Again, none of this is an argument to reduce access to any kind of treatment. Rather, it’s a call to talk more openly about what the evidence says and doesn’t say about the benefits, what we know and don’t know about the harms and risks, as well as the limitations.
UPDATE: One other theme in some of the reactions paint diversion as a product of a shortage of prescribers, citing reports that only 5% of US physicians have a waiver to prescribe buprenorphine.
To me, that seemed like an unhelpful statistic. I don’t know what percentage of US physicians are specialists like ophthalmologists, oncologists, nephrologists, surgeons, etc. I wouldn’t expect most specialists to prescribe something like buprenorphine under any regulatory circumstance.
So . . . I did a little googling.
- There are 65,195 waivered docs in the US.
- As of 2010, there were about 208,807 primary care physicians in the US. (The most recent year I could find.)
- As of last year, there were 25,630 psychiatrists
That number of waivered physicians constitutes the equivalent of 27.8% of all primary care and psychiatrists in the US.
That seems substantial to me.
Further, a post from 3 years ago addressed concerns about access to maintenance medications. One would assume that buprenorphine sales and utilization have increased since these numbers were generated in 2010 and 2013.
- It reports that 75% of opioid addiction patients are not treated with MAT, yet another government report says that 27.8% of all substance use disorder patients were treated with MAT. (Not just opioid use disorder patients, ALL substance use disorder patients.)

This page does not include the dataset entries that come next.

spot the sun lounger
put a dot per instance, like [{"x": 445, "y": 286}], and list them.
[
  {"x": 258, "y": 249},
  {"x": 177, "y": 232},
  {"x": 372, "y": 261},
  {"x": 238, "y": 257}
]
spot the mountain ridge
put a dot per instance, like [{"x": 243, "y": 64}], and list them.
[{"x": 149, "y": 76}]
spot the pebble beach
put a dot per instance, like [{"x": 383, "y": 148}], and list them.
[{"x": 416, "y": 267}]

- It’s also important to remember that even the higher numbers underestimate the number of people who have received MAT. Many people admitted to abstinence-based treatment have previously tried MAT.
- And, Suboxone is the number 39 drug in the US and has sales of more than $1 billion despite losing market share to generics. (Meaning that the market for the drug is growing, even if sales of the brand name version are shrinking.)